# Analysis of Parallel Architectures: SIMD, tightly-coupled MIMD, and loosely-coupled MIMD

Babasegun Adeleye<sup>#1</sup>, Salman Mohammed Jiddah<sup>#2</sup> Department of Computer engineering, Cyprus International University Lefkosa, Mersin 10, Turkey

Abstract- This paper looks into the two forms of parallel computing which are Single Instruction Multiple Data (SIMD) and Multiple Instruction Multiple Data (MIMD), and further diving into the sub categories of MIMD; loosely coupled and tightly coupled with an overview of their individual architectures and their implementation in the computing industry. For a case study of their industrial application, this paper looked into the Intel Iris processor as a practical implementation of SIMD architecture in the industry, IBM Power8 for tightly coupled MIMD systems which is a supercomputer, and lastly the Beowulf cluster system which is an implementation of loosely coupled MIMD. Each architecture implementation is looked into regarding why it is being chosen to be used in the industry.

## I. INTRODUCTION

The need for increase in performance of computer systems cannot be overestimated, as it enhances instruction processing. Parallel processing works by dividing large problems into smaller parts which are then solved simultaneously. Ideally, it makes instruction execution faster because there are multiple processors working on the program, but it's often difficult to divide an instruction in a way that separate CPUs can execute different portions without interfering with each other. As a result, it has become a dominant paradigm in computer architecture that devices have multi-core processors. With multi-core processors, instruction execution can be done simultaneously by each processor. These processors handle instruction execution differently based on their architecture.
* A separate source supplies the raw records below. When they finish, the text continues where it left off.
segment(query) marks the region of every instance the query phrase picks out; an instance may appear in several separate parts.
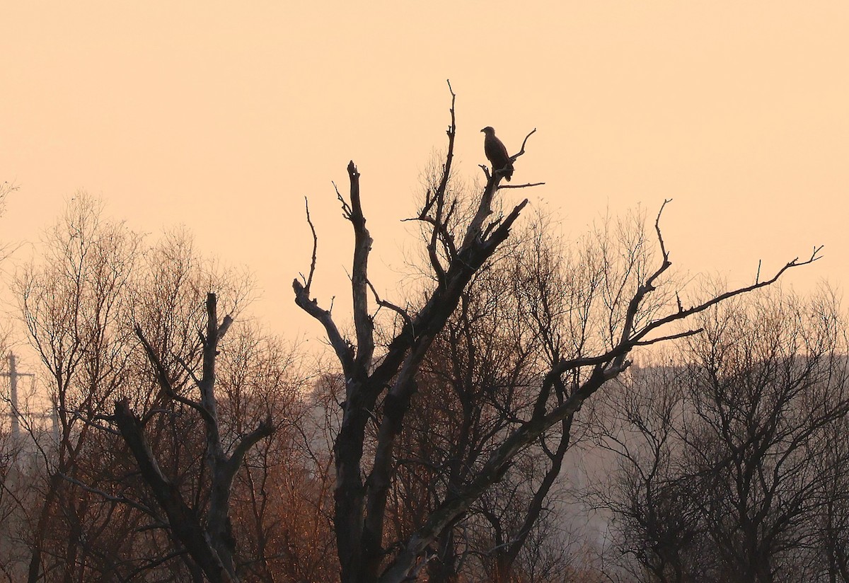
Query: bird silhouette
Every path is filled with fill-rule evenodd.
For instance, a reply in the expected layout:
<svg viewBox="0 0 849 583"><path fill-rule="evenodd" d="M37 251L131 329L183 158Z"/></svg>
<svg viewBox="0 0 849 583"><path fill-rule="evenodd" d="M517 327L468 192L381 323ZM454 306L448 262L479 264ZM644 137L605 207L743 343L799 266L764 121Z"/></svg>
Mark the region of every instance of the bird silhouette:
<svg viewBox="0 0 849 583"><path fill-rule="evenodd" d="M510 177L513 176L513 162L510 161L510 154L507 153L503 143L495 137L495 130L492 126L486 126L481 131L484 133L483 151L492 165L492 174L503 171L503 176L507 182L510 182Z"/></svg>

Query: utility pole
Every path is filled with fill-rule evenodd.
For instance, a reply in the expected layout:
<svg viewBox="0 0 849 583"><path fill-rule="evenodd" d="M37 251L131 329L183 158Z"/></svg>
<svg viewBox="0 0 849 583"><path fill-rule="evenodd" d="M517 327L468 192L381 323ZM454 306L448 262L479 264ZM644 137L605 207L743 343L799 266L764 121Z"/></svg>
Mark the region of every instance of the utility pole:
<svg viewBox="0 0 849 583"><path fill-rule="evenodd" d="M9 417L12 418L12 439L17 441L20 435L20 421L18 417L18 377L34 377L32 373L19 373L17 367L17 358L13 352L8 353L8 373L0 373L0 377L8 377L9 381L9 404L11 411Z"/></svg>

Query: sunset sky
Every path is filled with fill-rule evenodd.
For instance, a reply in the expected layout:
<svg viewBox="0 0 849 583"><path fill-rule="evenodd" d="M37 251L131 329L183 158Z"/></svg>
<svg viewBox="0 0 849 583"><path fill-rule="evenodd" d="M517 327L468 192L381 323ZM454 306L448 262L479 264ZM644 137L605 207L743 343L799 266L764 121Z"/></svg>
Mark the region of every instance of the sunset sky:
<svg viewBox="0 0 849 583"><path fill-rule="evenodd" d="M359 5L357 5L359 4ZM751 281L849 281L849 3L0 3L2 238L37 239L79 189L155 235L256 274L253 311L321 335L293 304L319 234L315 294L349 301L351 229L331 181L353 160L392 299L419 174L444 149L450 79L470 182L484 126L512 152L506 191L582 233L656 212L672 260ZM21 253L25 253L25 248ZM20 255L19 255L20 256Z"/></svg>

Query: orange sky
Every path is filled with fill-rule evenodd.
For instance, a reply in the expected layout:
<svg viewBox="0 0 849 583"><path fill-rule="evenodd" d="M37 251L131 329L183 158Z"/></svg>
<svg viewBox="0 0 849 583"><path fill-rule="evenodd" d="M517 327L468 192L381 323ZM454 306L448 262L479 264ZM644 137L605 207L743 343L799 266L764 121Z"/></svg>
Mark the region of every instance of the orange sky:
<svg viewBox="0 0 849 583"><path fill-rule="evenodd" d="M314 289L347 301L350 227L330 181L353 159L393 299L399 219L444 148L479 130L511 152L538 129L505 196L578 234L610 208L665 214L679 269L748 282L814 244L790 274L845 285L849 3L13 2L0 4L0 180L20 189L3 238L34 239L83 188L138 230L184 224L246 264L254 308L286 335L321 331L292 302L319 231Z"/></svg>

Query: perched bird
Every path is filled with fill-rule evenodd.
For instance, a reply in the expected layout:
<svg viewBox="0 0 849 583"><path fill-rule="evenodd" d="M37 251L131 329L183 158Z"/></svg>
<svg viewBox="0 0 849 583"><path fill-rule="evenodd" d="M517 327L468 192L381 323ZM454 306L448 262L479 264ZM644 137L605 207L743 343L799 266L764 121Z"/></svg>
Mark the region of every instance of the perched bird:
<svg viewBox="0 0 849 583"><path fill-rule="evenodd" d="M510 154L507 153L504 144L495 137L495 130L490 126L481 130L484 133L483 151L486 154L486 159L492 165L492 174L499 170L503 170L503 177L507 182L510 182L513 176L513 162L510 161Z"/></svg>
Michael J. Flynn in his Flynn taxonomy classified parallel computer architectures into four based on the number of instructions and data they can handle at time [1]. The main focus here is on two architectures which are as follows:

- Single Instruction Multiple Data(SIMD)
- Multiple Instruction Multiple Data(MIMD)

## II. Single Instruction Multiple Data

Single Instruction Multiple Data (SIMD) is a parallel architecture which carries out a single action on multiple sets of data. Here, multiple processors work on several data items from a particular instruction set simultaneously using various processing elements. Machines with SIMD architecture are targeted toward applications that implement data level parallelism.

The processing units of SIMD processors arean array of fined-grained that is connected in a network topology. The processor array is connected to a control protocol responsible for fetching and interpreting instructions.

Examples of architectures that implements SIMD architecture are Graphics Processing Units GPU, Database searches and genetic sequence matching. The major architecture of focus here is the Intel Iris graphics processor which is a type of Graphics Processing Unit.

## A. Intel Iris Graphics

Intel Iris Graphics processing unit is created by Intel Corporation. It is mostly used in new versions of Intel processors like the Intel core i5 and on some low power form factor like Intel Core M processor [14].

Intel Iris execution unit combines simultaneous multithreading with fine-grained interleaved multithreading [14].These components support multiple SIMD and ALU pipelined across multiple threads which increases throughput when computing floating points and integer. Due to the threaded nature of the execution unit, instructions are always available to execute, also the latency of operations which take longer to execute is hidden [14]. Depending on the software workload, the threads within the Execution Unit are either executing codes from different compute kernel or from the same compute kernel.Every cycle, the Execution Unit thread can issue as much as four different instructions; these instructions are selected from four different threads.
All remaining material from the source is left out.